The Absolutely True Diary of Part-Time Indian wasted no time in getting started. Readers are hit with a rough and sudden view of the narrator’s self-image and the daily tragedies of living on the rez. These descriptions are relayed factually and without any degree of pity or sorrow, and with doodles by our narrator Junior, and I was glad this book was so well paced we were informed of a backstory and moved forward pretty quickly. There is nothing I hate more than a sob-story of a book with a sad sack narrator (Here’s looking at you, Oscar Wao). We meet Junior, his parents that are introduced by a loving son (and about whom we gradually learn some pretty ugly things), his grandmother and his best friend Rowdy. We also meet some anonymous bullies and some that get names but no real identities, in 30-year-old scumbags beating up on a 14-year-old kid.
We also briefly meet the pivotal teacher Mr. P., who is a white teacher on the reservation who taught Alexie’s parents (with the same textbooks used today) and his sister. We also learn of the heinous motivations of the white teachers who work on the reservation, whose aim is to beat the Indian out of students and encourage them to give up. A very remorseful and bandaged Mr. P. tells Junior what everyone thinks and what he needs to here: Get out of here, you deserve better.

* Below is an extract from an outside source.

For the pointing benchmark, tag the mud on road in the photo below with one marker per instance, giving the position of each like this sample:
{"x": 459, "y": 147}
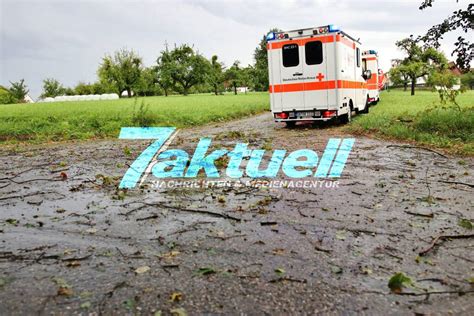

Bravely, Junior asks to transfer to a better school, off reservation, chock full of rich white kids who don’t seem to fight by the same rules as the Spokane. The book follows a very hopeful, smart, courageous Junior (now called by his given name Arnold) through being the new kid, being an outsider, and exploring, tearfully but endearingly, what it’s like to break the pattern.
…Plus a bunch of crazy stuff happens in very few pages, starting on page 154.
Native American Writers
Aside from Sherman Alexie, we don’t seem to have a great pool of literature to draw upon. The only other such writer I can think of is John Twelve Hawks, whose The Traveler was highly recommended to me. If anyone reading can think of some other good Native American authors, please let me know in the comments!
This book took me about 2 hours to read, and I am a slow reader. It is worth reading. There is a lot more to say than what is here, and the novel breezes by swiftly. The narrator is likable and you know, without him stating it outright, that he is in a constant struggle of individual vs. community, and that he is employing his only strategy of one step, one mile, one day, one ray of hope at a time. I give it a 4 out of 5.